Lawmakers have passed the bill with the aim of deterring abductors, but, with at least 83 victims still being held hostage, several have called on government to implement the law on a national basis.
The Lagos State House of Assembly has passed a law in which those accused of kidnapping, could face the death penalty if convicted. On January 5th, State lawmakers approved the bill, saying it would be a practical deterrence for anyone wanting to commit the crime.
The new law differentiates on the penalty based on the wellbeing of the victim. It stipulates that the accused could face a death sentence if the victim died at the hands of the abductor, but that a life sentence could be prescribed for those abductors whose victim survived the incident.
The law also sets down a 25-year imprisonment term for those found guilty of threatening to kidnap another person though any means of communication, including phone calls, electronic messages or verbal threats.
The long overdue law, however, is limited to State implementation, leaving potential victims open for attack in States where the bill has not been adopted. Calls have since been made for Nigeria’s government to act in the interests of the entire federation and society and force States to include it in their criminal codes.
The county’s grisly past in which fundamentalists kidnap girls as young as six-years-old to send a message to the government, has resulted in an ongoing international outcry.

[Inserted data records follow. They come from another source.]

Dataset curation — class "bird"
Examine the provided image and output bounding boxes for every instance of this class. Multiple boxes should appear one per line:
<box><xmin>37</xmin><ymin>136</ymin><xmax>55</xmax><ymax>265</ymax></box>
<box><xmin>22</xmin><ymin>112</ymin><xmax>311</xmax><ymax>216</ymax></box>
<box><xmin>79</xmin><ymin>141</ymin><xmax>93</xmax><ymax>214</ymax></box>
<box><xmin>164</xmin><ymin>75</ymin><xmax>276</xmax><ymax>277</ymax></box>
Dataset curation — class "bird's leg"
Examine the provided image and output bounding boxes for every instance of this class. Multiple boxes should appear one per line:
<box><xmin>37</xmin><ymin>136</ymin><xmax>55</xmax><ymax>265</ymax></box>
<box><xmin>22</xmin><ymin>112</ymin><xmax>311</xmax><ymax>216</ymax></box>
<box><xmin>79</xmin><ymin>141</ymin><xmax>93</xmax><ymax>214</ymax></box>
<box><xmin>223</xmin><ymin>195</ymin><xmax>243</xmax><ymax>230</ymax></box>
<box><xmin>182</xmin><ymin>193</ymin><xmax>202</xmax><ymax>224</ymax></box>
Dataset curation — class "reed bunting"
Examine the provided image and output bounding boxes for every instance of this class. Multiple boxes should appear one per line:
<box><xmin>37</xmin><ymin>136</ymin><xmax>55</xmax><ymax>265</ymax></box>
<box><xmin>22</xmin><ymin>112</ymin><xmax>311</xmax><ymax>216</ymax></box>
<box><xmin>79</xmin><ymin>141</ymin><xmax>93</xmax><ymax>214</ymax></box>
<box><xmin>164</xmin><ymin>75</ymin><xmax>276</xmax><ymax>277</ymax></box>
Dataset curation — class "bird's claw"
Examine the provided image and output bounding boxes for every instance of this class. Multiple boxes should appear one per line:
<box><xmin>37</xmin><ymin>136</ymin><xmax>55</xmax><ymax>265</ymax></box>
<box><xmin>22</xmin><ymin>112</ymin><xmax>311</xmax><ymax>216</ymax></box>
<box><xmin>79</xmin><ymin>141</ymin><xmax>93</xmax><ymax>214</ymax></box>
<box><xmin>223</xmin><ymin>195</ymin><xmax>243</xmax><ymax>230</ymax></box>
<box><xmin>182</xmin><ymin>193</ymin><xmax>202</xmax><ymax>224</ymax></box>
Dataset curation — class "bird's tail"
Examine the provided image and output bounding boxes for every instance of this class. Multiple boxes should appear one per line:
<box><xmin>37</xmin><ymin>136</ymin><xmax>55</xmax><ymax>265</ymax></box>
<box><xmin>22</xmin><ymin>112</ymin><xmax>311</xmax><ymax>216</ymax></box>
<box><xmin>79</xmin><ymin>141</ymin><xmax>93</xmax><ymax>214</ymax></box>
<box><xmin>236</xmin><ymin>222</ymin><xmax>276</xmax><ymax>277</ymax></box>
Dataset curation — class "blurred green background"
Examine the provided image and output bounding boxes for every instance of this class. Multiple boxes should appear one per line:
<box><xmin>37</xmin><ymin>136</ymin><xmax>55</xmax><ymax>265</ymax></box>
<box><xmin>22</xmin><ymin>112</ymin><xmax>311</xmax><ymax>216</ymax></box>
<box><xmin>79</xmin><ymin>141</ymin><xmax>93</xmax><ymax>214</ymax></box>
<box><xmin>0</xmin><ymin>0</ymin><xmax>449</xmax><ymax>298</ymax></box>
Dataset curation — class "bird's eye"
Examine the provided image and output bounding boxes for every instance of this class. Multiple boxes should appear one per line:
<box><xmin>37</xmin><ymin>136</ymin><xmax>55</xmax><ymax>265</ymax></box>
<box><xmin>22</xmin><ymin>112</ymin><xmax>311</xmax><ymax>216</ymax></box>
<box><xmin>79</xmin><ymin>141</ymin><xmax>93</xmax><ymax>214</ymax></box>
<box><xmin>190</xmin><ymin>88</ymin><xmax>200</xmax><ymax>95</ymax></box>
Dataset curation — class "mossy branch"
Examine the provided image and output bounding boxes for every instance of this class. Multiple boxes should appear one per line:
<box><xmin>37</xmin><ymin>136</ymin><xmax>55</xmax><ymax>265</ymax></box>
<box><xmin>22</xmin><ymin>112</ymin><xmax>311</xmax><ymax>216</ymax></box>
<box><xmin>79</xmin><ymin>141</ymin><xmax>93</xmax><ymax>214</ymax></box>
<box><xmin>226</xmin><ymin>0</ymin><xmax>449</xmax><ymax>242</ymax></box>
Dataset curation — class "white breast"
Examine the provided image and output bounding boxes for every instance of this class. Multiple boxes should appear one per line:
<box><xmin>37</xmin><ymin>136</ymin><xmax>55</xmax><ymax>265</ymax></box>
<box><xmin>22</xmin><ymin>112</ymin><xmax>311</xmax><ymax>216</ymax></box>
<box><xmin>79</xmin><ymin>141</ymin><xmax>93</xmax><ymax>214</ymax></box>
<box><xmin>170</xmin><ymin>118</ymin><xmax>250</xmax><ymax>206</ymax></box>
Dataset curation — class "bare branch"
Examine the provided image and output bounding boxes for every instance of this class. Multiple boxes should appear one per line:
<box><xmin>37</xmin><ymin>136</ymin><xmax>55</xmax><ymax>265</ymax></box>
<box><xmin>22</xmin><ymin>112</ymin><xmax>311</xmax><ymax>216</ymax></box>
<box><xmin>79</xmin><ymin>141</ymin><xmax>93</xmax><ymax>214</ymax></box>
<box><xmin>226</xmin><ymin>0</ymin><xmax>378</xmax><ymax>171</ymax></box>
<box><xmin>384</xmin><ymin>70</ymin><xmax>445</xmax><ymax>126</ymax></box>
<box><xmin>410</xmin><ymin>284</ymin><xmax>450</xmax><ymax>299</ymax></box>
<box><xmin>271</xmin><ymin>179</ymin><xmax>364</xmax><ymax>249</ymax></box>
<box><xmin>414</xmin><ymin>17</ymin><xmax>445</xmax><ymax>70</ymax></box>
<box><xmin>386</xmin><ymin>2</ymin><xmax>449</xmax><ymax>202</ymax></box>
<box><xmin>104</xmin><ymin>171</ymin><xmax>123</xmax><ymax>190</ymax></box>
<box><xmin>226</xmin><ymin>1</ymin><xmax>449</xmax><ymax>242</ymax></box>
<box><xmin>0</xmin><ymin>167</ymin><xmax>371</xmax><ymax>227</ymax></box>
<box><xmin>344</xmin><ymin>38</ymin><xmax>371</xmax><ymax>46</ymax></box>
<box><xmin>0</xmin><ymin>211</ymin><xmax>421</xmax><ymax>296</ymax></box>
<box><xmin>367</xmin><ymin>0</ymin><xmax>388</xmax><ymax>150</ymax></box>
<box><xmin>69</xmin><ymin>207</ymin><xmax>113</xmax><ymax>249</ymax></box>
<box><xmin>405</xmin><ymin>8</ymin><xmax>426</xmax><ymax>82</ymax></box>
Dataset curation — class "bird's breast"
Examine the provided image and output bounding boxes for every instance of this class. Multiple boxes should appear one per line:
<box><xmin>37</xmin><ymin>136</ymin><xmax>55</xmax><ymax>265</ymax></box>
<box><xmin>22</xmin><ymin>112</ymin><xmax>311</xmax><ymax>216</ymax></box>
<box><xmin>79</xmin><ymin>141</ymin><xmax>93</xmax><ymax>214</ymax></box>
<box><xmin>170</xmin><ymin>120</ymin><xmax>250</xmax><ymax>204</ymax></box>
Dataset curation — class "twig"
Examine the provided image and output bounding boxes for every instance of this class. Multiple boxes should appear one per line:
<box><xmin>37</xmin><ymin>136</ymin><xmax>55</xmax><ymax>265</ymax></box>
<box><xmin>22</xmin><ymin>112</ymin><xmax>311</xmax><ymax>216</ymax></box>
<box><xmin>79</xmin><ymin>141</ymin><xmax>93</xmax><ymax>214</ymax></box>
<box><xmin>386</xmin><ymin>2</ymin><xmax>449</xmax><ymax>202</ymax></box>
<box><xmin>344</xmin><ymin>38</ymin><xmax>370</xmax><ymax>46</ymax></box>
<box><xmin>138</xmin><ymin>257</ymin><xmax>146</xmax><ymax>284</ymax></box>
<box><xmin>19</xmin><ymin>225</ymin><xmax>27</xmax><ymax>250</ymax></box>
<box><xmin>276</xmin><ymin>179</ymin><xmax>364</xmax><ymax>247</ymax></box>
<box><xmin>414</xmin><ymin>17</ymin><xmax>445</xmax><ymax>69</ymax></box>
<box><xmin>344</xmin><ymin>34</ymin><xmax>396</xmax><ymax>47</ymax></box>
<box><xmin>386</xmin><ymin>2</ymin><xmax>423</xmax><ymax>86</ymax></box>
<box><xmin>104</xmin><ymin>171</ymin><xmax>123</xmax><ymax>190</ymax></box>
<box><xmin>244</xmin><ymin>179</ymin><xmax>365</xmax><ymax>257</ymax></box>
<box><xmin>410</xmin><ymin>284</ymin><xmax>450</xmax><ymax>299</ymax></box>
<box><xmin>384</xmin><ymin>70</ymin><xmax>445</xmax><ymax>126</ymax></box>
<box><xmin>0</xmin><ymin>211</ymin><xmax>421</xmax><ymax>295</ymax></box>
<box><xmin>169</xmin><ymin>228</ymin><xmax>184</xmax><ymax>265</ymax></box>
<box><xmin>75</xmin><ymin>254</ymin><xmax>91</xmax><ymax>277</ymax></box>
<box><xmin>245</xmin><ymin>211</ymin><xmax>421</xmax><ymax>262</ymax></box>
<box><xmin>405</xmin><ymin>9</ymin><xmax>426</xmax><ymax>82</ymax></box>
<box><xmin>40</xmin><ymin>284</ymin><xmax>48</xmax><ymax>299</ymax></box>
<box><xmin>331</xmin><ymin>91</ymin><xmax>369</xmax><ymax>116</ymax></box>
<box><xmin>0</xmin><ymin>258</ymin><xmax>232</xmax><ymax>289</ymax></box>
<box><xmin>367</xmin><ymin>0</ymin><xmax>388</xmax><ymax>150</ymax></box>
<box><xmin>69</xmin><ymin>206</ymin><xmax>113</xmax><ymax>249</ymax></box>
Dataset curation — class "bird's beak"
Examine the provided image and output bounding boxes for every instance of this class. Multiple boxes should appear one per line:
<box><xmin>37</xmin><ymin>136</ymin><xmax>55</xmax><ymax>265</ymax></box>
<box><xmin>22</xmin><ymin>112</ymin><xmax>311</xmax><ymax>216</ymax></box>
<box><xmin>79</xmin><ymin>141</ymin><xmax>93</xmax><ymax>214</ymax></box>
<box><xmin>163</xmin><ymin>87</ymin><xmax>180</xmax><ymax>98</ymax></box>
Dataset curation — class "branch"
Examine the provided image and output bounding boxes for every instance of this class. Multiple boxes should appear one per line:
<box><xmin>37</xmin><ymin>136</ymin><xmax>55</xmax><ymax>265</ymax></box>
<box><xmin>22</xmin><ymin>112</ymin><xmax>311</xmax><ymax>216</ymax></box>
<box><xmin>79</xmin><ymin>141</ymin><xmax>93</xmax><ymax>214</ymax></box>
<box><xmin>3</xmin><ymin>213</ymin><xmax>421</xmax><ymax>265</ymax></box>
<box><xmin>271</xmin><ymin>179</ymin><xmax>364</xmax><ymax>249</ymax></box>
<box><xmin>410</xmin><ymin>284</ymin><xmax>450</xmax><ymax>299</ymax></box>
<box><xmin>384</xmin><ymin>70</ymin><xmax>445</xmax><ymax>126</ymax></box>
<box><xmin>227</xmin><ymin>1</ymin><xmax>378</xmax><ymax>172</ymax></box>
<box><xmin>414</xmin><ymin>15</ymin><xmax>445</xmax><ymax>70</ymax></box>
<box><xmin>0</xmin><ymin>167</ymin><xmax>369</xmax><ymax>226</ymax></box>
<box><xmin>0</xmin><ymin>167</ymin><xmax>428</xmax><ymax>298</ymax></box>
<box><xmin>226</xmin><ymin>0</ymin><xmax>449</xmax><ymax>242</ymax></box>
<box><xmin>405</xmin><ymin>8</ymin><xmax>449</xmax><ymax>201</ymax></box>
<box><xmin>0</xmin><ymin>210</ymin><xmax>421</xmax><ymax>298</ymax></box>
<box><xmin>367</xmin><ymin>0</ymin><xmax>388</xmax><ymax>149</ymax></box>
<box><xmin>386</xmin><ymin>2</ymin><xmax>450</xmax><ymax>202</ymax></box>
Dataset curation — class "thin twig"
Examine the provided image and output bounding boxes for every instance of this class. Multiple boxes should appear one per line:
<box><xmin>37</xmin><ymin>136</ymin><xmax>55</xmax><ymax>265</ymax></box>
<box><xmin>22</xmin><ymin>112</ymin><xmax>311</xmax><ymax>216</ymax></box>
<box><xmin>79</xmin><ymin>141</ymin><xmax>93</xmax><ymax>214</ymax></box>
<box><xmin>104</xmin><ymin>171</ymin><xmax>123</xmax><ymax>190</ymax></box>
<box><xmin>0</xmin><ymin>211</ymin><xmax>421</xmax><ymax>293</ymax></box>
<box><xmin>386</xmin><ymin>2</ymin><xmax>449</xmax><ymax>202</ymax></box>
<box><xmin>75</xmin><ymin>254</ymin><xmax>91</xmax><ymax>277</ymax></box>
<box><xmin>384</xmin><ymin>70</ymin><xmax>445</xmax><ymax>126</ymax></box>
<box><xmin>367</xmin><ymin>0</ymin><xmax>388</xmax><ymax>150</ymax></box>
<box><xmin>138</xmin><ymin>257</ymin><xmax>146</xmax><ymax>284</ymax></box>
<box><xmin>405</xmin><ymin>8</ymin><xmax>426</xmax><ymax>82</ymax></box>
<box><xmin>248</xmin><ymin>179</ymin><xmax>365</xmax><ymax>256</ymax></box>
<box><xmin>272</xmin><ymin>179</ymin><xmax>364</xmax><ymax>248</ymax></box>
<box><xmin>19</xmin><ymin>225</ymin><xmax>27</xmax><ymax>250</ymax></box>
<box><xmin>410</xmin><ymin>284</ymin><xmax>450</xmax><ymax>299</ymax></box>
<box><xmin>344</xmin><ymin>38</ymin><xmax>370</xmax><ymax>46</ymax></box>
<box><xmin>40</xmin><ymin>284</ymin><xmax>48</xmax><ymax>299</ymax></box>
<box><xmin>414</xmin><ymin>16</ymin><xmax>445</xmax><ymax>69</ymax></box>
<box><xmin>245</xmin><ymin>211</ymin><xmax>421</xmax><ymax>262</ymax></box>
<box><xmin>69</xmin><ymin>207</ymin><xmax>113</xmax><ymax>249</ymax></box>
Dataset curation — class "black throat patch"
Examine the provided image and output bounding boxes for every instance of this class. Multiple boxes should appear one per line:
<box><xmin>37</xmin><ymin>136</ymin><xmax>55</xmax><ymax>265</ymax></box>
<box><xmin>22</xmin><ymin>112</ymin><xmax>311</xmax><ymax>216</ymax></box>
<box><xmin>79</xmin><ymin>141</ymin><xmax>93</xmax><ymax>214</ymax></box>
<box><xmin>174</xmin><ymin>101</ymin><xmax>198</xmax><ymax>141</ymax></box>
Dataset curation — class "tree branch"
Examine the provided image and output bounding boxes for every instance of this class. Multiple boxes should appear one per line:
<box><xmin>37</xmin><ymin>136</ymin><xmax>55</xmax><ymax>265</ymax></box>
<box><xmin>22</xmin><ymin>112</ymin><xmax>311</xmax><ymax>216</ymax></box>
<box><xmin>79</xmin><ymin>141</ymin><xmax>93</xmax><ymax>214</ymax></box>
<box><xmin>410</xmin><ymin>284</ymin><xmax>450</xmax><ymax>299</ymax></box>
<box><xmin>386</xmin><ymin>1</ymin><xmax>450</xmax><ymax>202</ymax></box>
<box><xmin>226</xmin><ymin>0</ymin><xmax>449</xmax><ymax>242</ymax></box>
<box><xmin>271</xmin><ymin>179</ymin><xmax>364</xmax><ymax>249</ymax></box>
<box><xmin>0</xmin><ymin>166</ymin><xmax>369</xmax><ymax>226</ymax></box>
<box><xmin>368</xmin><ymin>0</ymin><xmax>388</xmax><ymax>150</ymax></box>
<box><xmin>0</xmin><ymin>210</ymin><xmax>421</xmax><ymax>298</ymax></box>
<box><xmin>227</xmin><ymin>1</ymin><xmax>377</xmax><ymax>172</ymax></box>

In April 2014, members of Boko Haram – a militarised faction – kidnapped nearly 300 female students from their school in the rural area of Chibok. Last year, 21 of the girls were released, but at least 83 others remain victims at the hands of their abductors.
The plight of the girls resulted in the #BringBackOurGirls campaign which received worldwide attention from social heavy weights, including, former US First Lady Michelle Obama.